The Michigan Economic Development Corporation approved $12.6 million in brownfield redevelopment tax credits and stated that the project is expected to generate $123 million in investment and create 45 jobs.

Brownfield credits are given to businesses who take a contaminated parcel of land, clean it up and make it usable again.

But some locals — who have been fighting the development though lawsuits still pending in state and federal court — say that the project is not worthy of public support and should not be seen as environmentally positive.

They accuse developers and public officials of side-stepping rules intended to protect natural resources and they warn that by building a golf course on top of a delicate lakeside sand dune, new areas of contamination are growing in what was once a pristine public park.

Three of the holes in the Jack Nicklaus Signature golf course that is the centerpiece of the planned development have been built in the center of Jean Klock Park, which was donated to the residents of Benton Harbor in 1917.

Developers said that the breathtaking dune views of Lake Michigan were needed to ensure a commercially viable project, and negotiated a long term lease with the city of Benton Harbor.

The conversion of the park required approval from the state because the state has funded park improvement grants. In October 2006, the Michigan Natural Resources Trust Fund Board voted 3-1 to approve a conversion plan that offered new parkland and a trail system in exchange for the dune parkland.

Developers have not delivered on promises

Now the board is asking whether the developers have held up their end of the bargain.

Excavation, tree removal and new parking lots have transformed part of Jean Klock Park into a private golf course, but the trails and new parks promised in exchange have not materialized.

In presentations to the Natural Resources Trust Fund Board locals have also complained that some areas of the park that were supposed to remain public are now difficult or even dangerous to access, and they’ve warned that chemical run-off from the golf course is contaminating the park as it flows into drainage ditches that were not shown in plans presented to the public.

In October, the Trust Fund Board established a working group to investigate the ways in which the Harbor Shores project has diverged from the plan approved by the board.

At the Dec. 2 meeting of the board, commissioner and board chair Lana Pollack expressed frustration over Harbor Shores’ assertion that the park conversion plan approved by the board was a concept rather than a commitment.

“When we approve a project we are approving a project not a concept. It is disturbing to see that used as a justification for going outside the bounds of what was approved.”

Pollack acknowledged that the patchwork of former industrial parcels traded for the park contain hazardous levels of contaminants.

“We have extreme concerns about the use of mitigation parcels because they are part 201 facilities, a toxic stew.

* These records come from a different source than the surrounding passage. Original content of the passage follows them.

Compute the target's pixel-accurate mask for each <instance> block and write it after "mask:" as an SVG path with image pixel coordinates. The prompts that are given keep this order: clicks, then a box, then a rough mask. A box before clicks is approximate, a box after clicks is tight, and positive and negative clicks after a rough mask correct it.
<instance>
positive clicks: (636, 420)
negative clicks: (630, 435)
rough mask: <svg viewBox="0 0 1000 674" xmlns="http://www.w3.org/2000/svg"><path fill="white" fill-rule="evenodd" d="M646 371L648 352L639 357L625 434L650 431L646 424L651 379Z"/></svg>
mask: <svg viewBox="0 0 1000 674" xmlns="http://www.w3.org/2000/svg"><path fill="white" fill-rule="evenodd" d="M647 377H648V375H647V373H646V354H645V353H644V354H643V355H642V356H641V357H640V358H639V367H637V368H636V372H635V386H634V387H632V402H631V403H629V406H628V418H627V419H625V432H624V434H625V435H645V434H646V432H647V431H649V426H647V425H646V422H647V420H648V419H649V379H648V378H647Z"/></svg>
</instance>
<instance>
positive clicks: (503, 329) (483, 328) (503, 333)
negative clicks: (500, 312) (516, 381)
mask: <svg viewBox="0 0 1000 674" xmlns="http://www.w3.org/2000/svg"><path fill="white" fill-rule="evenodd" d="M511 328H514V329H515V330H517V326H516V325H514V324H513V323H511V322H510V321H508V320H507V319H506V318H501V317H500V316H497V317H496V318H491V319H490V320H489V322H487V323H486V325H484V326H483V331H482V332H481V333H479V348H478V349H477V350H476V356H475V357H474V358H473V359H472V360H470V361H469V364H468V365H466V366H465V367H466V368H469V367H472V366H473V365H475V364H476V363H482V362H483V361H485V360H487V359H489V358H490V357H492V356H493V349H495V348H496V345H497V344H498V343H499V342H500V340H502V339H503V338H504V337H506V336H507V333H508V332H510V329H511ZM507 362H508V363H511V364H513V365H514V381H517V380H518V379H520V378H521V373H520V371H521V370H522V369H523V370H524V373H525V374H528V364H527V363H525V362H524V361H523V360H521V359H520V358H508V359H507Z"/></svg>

They have to be dealt with in a way that is respectful of today’s and tomorrow’s children.”

Commissioners seek possible legal investigation

After listening to Benton Harbor resident Nicole Moon give a slide show and a litany of the shortcomings of the Harbor Shore project at the Trust Fund Board’s December meeting, commissioner Bob Garner suggested that it may be appropriate for the attorney general to examine Harbor Shores practices.

“What is coming up here are matters that strongly suggest that mitigation needs to take place, and allegations … that criminal activity has taken place,” Garner said.

“At some point we might ask the attorney general to step in and try to set the law straight on that.”

Garner said that he was not sure whether the trust fund board had authority to refer matters to the attorney general, but he said he was disturbed by questionable practices associated with the Harbor Shores development.

“It bothers me that these allegations are out there,“ he said, “somebody maybe ought to be doing a criminal check and either exonerate or bring criminal charges.”

Commissioner Dennis Muchmore also encouraged Moon to bring the Harbor Shores issues to the attorney general.